In a yet to be published post, I am currently creating my own sourdough starter. I felt bad discarding 1/2-2/3 of the starter everyday so started looking up recipes on what I could do with that discarded starter. One thing people recommended was using it for the taste (“sour”) component prior to it being strong enough to act as yeast. Therefore you still had to use some yeast (active dry in my case) to help the dough rise.
So I decided to try my hand at baguettes. I have not attempted this type/shape of dough yet so this was more an experiment than anything.
I found this recipe online and decided to run with it.
- Flour 100%
- Water 66%
- Salt 2%
- Instant yeast 0.36%
- Poolish: 33% of the above total.
Poolish (done the night before and allowed to sit overnight at room temp):
- 60g Sourdough starter (100% hydration)
- 103g AP flour
- 58g Room temperature water

In the morning the poolish had spread out and developed the requisite bubbles to let me know it was working well.

To the poolish I added:
- 267g AP flour
- 176g water
- 8g salt
- ~1.5g Active-dry yeast
I mixed the above with the poolish until it was well incorporated and let it auto-lyse for an hour.

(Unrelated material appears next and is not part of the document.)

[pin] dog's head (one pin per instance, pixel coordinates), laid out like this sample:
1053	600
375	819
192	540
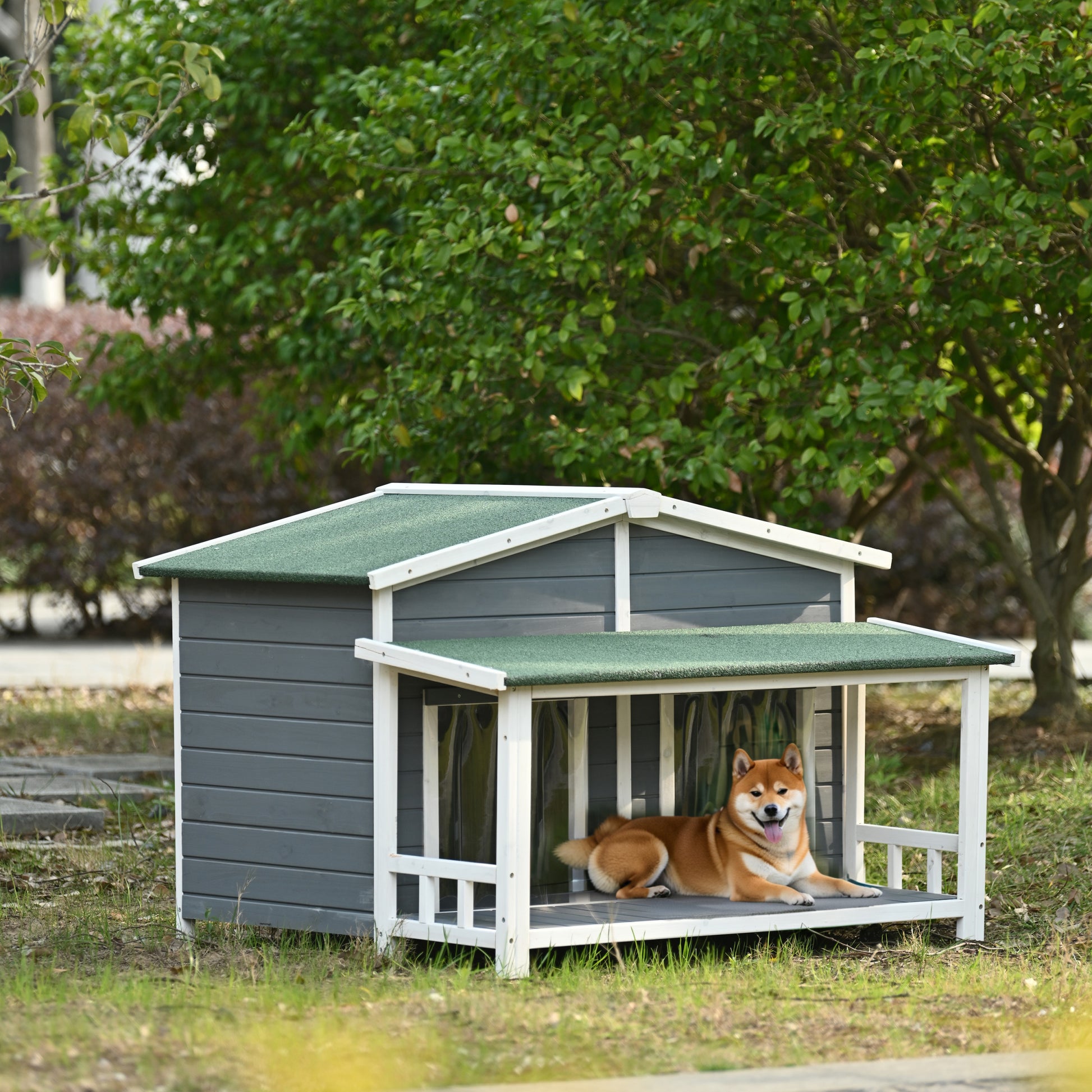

I followed this with slap&fold kneading for about 15 minutes until I obtained a nice formed dough. I let this bulk ferment for another hour and then did 2 stretch and folds separated by 20 minutes.
I divided the dough up into the individual baguette sizes and bench rested them for 15 minutes.

Then I set about shaping the dough. I followed the video as seen here. I definitely need to practice rolling out the dough to get an even product. As you can see below in the final pictures, the baguettes came out a little lopsided.
I don’t currently have a baguette bouche so looked up ways to create a homemade one. What I ended up using was a sheet pan, parchment paper and rolled up table placemats.

I let these proof for 40 minutes and then turned them out onto my baking system (upside down sheet pan with parchment paper). Other options I read include transfer to a pizza peel and putting on pizza stone in oven (I can see myself messing this up) or if you have the metal couche, you can bake directly in those. I scored the baguettes with a sharp razor and did a terrible job of it (I also read that scoring is one of the hardest skills to master).

I placed the baguettes in a 450 F oven, sprayed the inside with my trusty water spray bottle and closed the door. I sprayed the oven walls/bread again at 1 minute and 5 minutes in. After 6 minutes I dropped the oven to 400 F.

I wasn’t sure exactly how long to bake it for as some recipes I read said 12 minutes while others said 24 minutes. I ended up going closer to the 24 minutes. The baguettes never developed the deep brown color I was looking for but they were definitely cooked and done. The wife noted the crust was a bit hard – though from what I read of classic baguettes they are supposed to have a very crispy outside. All in all not a bad effort for a first try.
There was a mild sour taste to it so I may have to increase the amount of starter that I use to get the taste that my wife likes.